I've owned 3 of them.
one caught fire, one failed in a spectacular flash of light, and one just quietly died.
Every single one of them managed to take rest of the system with them.
No I did not overclock/overvolt them, and yes I had good airflow/cooling.
Out of curiosity, where they newer nvidia cards, like 4 or 5 series, using 12VHPWR?
nope, older ATI. HD 4000 and HD 5000 series.
edit
and just to make a point, it wasnt the PSU failing either. It was the GPUs. the PSU is still actually alive and well today, running a relatives system with no issues.
Thinkpad L390 Yoga. They crammed a 4.6 GHz CPU into a cooling system that was not designed for it, so the machine ran hot and throttled all of the time. The keyboard keys rubbed off after a few months of use. The Thinkpad logo was just a sticker that one day decided to stick to my hand because Lenovo used really cheap glue. It had a MicroEthernet port with a passive adapter that did nothing but break it out to a regular ethernet jack. The adapter cost 30€ and its cable turned into oil after a year.
I was able to undervolt the CPU and make it barely passable, then Microsoft released a Windows update that prevented undervolting. Gave it to a friend afterwards and got myself a GPD Win Max 2.
~$800 headphone setup. My then-employer paid for more than half of it, so I splurged a bit. Got refurbished planar magnetic headphones for ~$500 and an amp for ~$300. I later bought a balanced audio cable (I don't remember the price, maybe $20—50).
It sounds good, but I've also been down the Chi-Fi IEM rabbit hole before. I think I could get similar results from $150—250 Chinese IEMs.
There’s a LOT of snake oil in the audiophile world, and the matter of cost is almost universally a matter of diminishing returns. I say this as someone whose typical audio rig costs at least $250k: At home, I use basic Sennheiser monitor headphones.
You’ll notice a huge difference between $50 headphones and $100 headphones. But the difference between $100 headphones and $200 headphones will be much less noticeable, even though there is a much bigger price difference between the two.
Also, you probably got scammed on that balanced cable. I can guarantee that the recording studio used the cheapest $1/foot starquad cable, soldered by the intern using $3 Neutrik connectors.
The only reason I've ever been able to justify balanced headphones were if they were too power hungry and needed extra current.
As someone that owns headphones in that range and maybe higher, I'm very curious which headphones you picked up.
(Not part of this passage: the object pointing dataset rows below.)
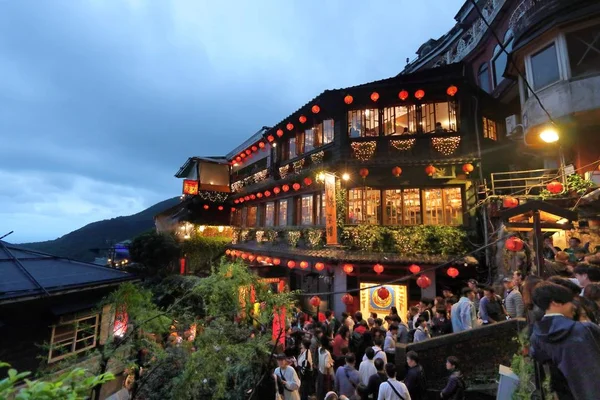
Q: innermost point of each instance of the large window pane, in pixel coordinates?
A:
(544, 67)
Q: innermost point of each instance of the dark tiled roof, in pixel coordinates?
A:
(27, 272)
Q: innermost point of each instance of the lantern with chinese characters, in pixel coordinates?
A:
(348, 268)
(315, 301)
(423, 282)
(554, 187)
(514, 244)
(414, 269)
(430, 170)
(348, 299)
(452, 272)
(383, 293)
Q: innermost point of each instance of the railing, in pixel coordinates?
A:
(521, 183)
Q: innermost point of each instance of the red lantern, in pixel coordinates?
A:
(383, 293)
(347, 299)
(554, 187)
(423, 282)
(430, 170)
(452, 272)
(315, 301)
(514, 244)
(414, 269)
(510, 202)
(468, 168)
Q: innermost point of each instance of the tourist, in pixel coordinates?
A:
(572, 347)
(347, 378)
(415, 377)
(513, 301)
(463, 315)
(455, 388)
(287, 380)
(367, 367)
(392, 389)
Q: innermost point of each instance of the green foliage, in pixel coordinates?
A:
(200, 251)
(157, 252)
(75, 384)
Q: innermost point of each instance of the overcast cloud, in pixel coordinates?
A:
(101, 101)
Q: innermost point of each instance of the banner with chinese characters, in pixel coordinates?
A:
(371, 302)
(330, 210)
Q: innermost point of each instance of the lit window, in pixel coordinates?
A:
(72, 336)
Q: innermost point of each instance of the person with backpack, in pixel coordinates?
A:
(392, 389)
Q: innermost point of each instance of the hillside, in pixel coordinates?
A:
(79, 244)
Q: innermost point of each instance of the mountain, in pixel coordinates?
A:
(80, 244)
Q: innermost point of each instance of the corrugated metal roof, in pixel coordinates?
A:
(27, 272)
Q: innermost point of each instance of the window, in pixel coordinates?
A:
(363, 123)
(72, 336)
(544, 67)
(270, 214)
(363, 206)
(282, 213)
(251, 221)
(484, 77)
(489, 129)
(306, 210)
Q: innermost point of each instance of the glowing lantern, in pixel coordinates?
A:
(555, 187)
(315, 301)
(347, 299)
(348, 268)
(452, 272)
(430, 170)
(383, 293)
(514, 244)
(468, 168)
(423, 282)
(414, 269)
(510, 202)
Also, the idea of getting "similar results" from IEMs versus some over ear headphones is a bit wacky, they're way different IMO.
The Outa console. It's sitting in my shelf in my officefas a reminder of how dumb I can be.
Raycons. Got suckered by the YouTubers. They were garbage right out of the box. They could barely maintain a connection with each other, and the sound quality was awful.
Yeah, general rule of thumb is to avoid anything being peddled by YouTubers. It’s a good sign that the company is putting a ton of money into trendy marketing instead of R&D or product quality.
Razer Diamond back gaming mouse, shit at clicking, shit quality, over priced
Bohmann air-conditioner, broke after few hours of usage at most. Well within warranty, the reseller(Mediamarkt), and manufacturers took me for a long long ride until I eventually gave up on getting my money back...
the video version of the echo devices.